Scientists at Chiba University created world-first visible-light-antenna ligand to meaningfully reduce the consumption of the expensive and scarce samarium for catalytic reactions in organic synthesis, thereby efficiently providing a tool to perform more cost-effective synthetic methodology in organic chemistry.
Harnessing the Power of Visible Light
Particularly in the realm of organic chemistry, samarium (Sm) has been a go-to candidate [3] in the family of rare-earth metals because it is uniquely able to effect such very efficient single-electron transfer reductions. Unfortunately, conventional approaches using samarium iodide (SmI2) have been material-intensive and a cost prohibitive operations benefited from stoichiometric quantities of the metal. The problem which the research team led by Assistant Professor Takahito Kuribara of Chiba University has developed a new solution for is as follows. They developed 9,10-diphenyl anthracene (DPA)-substituted bidentate phosphine oxide ligands that bind trivalent samarium and enable the application of visible light to activate Sm in catalytic reductive transformations. This ‘visible-light antenna’ ligand cuts the required amount of samarium by orders of magnitude – only 1–2 mol% of the catalyst is now needed instead of the stoichiometric amounts usually required in reactions.

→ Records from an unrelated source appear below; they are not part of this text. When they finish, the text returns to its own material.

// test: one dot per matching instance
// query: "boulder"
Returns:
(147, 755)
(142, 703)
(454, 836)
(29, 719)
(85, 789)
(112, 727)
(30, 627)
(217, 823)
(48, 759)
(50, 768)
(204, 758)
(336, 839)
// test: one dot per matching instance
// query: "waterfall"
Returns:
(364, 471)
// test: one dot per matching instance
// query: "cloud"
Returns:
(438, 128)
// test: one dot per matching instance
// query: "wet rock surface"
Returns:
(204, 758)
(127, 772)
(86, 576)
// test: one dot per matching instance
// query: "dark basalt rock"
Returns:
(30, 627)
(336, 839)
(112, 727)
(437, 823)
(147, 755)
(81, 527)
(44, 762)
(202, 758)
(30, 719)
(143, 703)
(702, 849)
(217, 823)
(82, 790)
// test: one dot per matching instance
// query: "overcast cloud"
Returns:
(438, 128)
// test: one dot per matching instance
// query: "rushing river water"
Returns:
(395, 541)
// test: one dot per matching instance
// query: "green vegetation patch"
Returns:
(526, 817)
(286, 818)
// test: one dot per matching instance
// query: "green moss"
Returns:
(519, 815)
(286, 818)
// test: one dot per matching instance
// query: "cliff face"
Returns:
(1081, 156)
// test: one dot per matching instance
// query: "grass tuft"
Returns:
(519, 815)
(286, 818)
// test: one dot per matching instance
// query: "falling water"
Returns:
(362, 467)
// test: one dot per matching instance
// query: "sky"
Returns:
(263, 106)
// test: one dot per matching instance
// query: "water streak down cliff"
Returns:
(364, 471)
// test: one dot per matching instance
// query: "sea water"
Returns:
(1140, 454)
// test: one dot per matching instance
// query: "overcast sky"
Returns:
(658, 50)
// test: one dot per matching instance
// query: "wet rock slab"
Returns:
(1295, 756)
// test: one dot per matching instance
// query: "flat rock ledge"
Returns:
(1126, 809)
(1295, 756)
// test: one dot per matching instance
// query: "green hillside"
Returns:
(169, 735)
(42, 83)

Unlocking New Possibilities in Organic Chemistry
For the first time, that team has crossed into a new frontier of organic chemistry. They obtained high yields of up to 98% in the pinacol coupling reactions of aldehydes and ketones, a common building block used in pharmaceutical industry, by using visible-light-antenna(3). Notably, the researchers were also able to facilitate these reactions even with weakly reactive organic reducing agents, e.g. amines where as before only strongly reactive reducing agents had been needed. This makes the process not only easier, but safer and better for the earth. In addition, the team found that a small amount of water helped with yields, He added: “Too much water can inhibit the reaction.” This shows that these chemical processes are very delicate, and require a balance and optimization of the controlled by selective formation of intermediate radicals.
Conclusion
This discovery is a major step towards expanding the capabilities of organic chemistry, according to the Chiba University research team. In this way, they have made it possible to carry out chemical reactions more efficiently and economically, especially in the field of pharmacy. This new way not only addresses the inadequacy of a lot of these processes in being truly sustainable, it opens up a whole host of molecular transformations that were previously either physically impossible or so expensive that their applications have been limited.